# ***Bass Banjo By MODWHEEL Released With Intro Deal***



## David Donaldson (May 7, 2018)

The *Bass Banjo* plus *Bang-On Sidekick DrumChum* and *Banjelis synths*!!
Yes, now everyone can enjoy the great sound of Bass Banjo.

Some history.
Back in the mid eighties, when we were struggling musicians with plenty of time on our hands, a band mate and I made a bass banjo for use in our outdoor marching band 'The Outsiders', which was basically a protest band, as at the time there seemed quite a lot to protest about. There was still nuclear testing in the pacific, nuclear armed and powered warships coming into New Zealand waters and the sinking of the Rainbow warrior by the French government being some of the issues here at that time.
The *Bass Banjo* surpassed our expectations and once it had done its job of helping New Zealand become nuclear free became a staple on many recordings and soundtracks that we've created over the years, as it has such a distinctive sound. It really is a one off.
It was made using a marching Bass Drum and an old double bass fingerboard and as well as having a unique bass sound, also has great percussive possibilities, being made from a drum. We've made full use these the drum possibilities in conjunction with the Drum Computer function within Kontakt. 
This is the *Bang-On Sidekick DrumChum* section of the virtual instrument.
But wait there's more!
We've also taken the raw material and massaged them into some weird and wonderful pads. This resulted in the *Banjelis Synth* patches.
The *Bass Banjo* is going out at the incredibly low price of US$25 until the end of May when it will go up to US$35.
Here's a promo vid of the library in action, if you watch the second half of the video you can see the midi sequence we mimed to, in case we did such a great job of miming you thought we'd played it.
For more info, purchase and download go to.
www.modwheel.co.nz


----------



## CGR (May 7, 2018)

Just watched the promo & walkthrough videos - love it guys. Inspirational stuff.


----------



## MisteR (May 7, 2018)

Purchased. Hopefully this will help me find the center of the maze.


----------



## SoNowWhat? (May 7, 2018)

Love your work Modwheel.


----------



## SchnookyPants (May 7, 2018)

_*Not another Bass Banjo... *
_
Yet again, a totally unique piece of kit from those devious Kiwis.

Well done, DaDo et al!


----------



## benmrx (May 7, 2018)

What the what!?! This is amazing.


----------



## Quasar (May 7, 2018)

This is most definitely another winner from Modwheel. Definitely in.

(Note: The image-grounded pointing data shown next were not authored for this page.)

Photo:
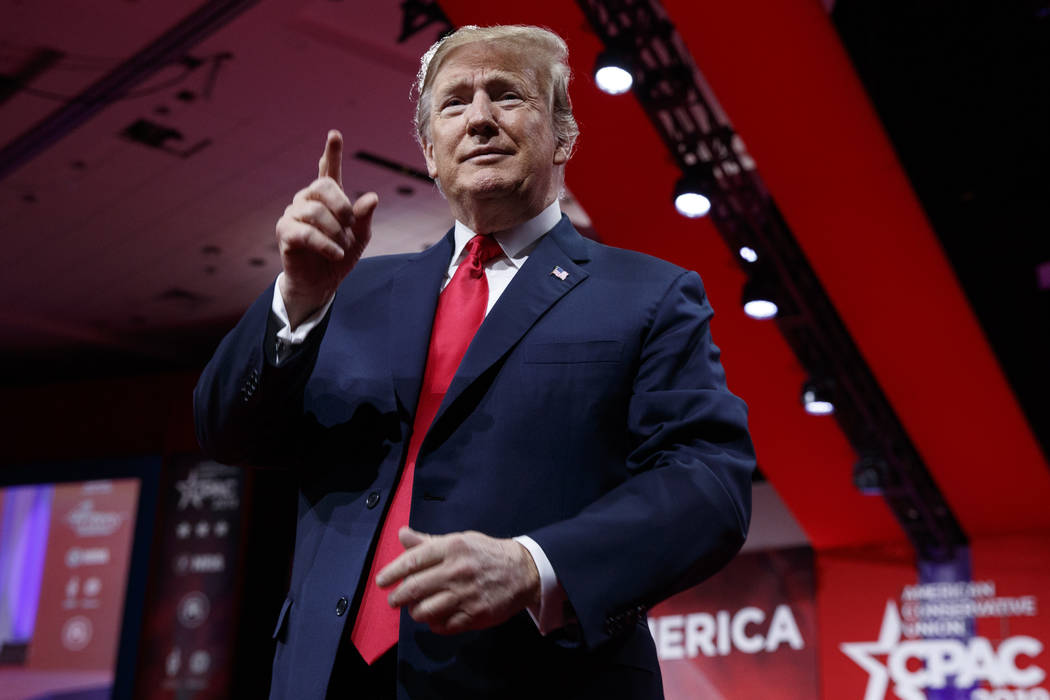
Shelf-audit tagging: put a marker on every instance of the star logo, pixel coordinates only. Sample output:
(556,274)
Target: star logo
(863,654)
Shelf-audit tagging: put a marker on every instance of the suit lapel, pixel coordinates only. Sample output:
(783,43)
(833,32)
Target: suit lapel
(549,274)
(414,298)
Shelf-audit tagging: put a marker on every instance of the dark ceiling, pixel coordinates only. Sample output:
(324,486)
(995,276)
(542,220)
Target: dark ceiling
(963,89)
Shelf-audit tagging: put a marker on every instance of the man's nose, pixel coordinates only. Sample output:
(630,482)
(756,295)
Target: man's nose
(481,117)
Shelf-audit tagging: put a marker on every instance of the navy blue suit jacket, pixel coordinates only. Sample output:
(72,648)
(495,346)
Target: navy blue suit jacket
(589,412)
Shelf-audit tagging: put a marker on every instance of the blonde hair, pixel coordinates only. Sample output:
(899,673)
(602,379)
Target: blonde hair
(551,56)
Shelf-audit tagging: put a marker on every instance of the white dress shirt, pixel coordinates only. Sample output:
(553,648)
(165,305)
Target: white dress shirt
(517,244)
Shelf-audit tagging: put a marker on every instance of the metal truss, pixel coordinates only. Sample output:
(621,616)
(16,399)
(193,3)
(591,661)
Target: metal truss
(699,138)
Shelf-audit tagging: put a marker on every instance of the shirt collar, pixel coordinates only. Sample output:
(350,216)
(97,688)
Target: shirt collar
(516,241)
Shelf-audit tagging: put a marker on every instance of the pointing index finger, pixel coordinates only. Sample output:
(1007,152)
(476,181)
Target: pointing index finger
(331,163)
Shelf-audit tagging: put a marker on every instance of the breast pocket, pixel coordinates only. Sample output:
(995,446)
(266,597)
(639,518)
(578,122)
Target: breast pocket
(574,353)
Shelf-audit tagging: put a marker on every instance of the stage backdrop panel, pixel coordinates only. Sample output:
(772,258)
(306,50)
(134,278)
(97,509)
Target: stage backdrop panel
(748,632)
(85,574)
(970,629)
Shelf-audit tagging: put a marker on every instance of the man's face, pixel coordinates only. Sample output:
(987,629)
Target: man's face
(490,134)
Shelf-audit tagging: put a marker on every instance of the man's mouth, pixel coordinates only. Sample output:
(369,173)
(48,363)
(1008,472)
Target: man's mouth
(485,152)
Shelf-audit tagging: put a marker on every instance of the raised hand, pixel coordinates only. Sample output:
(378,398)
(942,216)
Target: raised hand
(321,235)
(460,581)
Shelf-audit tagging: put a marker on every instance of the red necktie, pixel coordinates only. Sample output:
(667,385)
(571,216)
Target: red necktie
(461,309)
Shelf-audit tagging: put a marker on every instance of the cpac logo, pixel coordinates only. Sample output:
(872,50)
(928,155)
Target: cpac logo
(941,661)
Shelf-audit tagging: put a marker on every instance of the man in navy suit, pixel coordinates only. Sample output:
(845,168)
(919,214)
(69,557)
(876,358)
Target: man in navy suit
(585,462)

EDIT: Tried to buy this using PayPal, and when I hit pay, I get a screen on which the only option is to "cancel and return..." This happened once before a long time ago, and it was somehow resolved, but I don't remember how.


----------



## jiffybox (May 7, 2018)

Instant purchase. You folks at Modwheel always deliver inspired libraries and it's always exciting to see a new product from New Zealand pop up. Well done and cheers.


----------



## SchnookyPants (May 7, 2018)

Quasar said:


> This is most definitely another winner from Modwheel. Definitely in.
> 
> EDIT: Tried to buy this using PayPal, and when I hit pay, I get a screen on which the only option is to "cancel and return..." This happened once before a long time ago, and it was somehow resolved, but I don't remember how.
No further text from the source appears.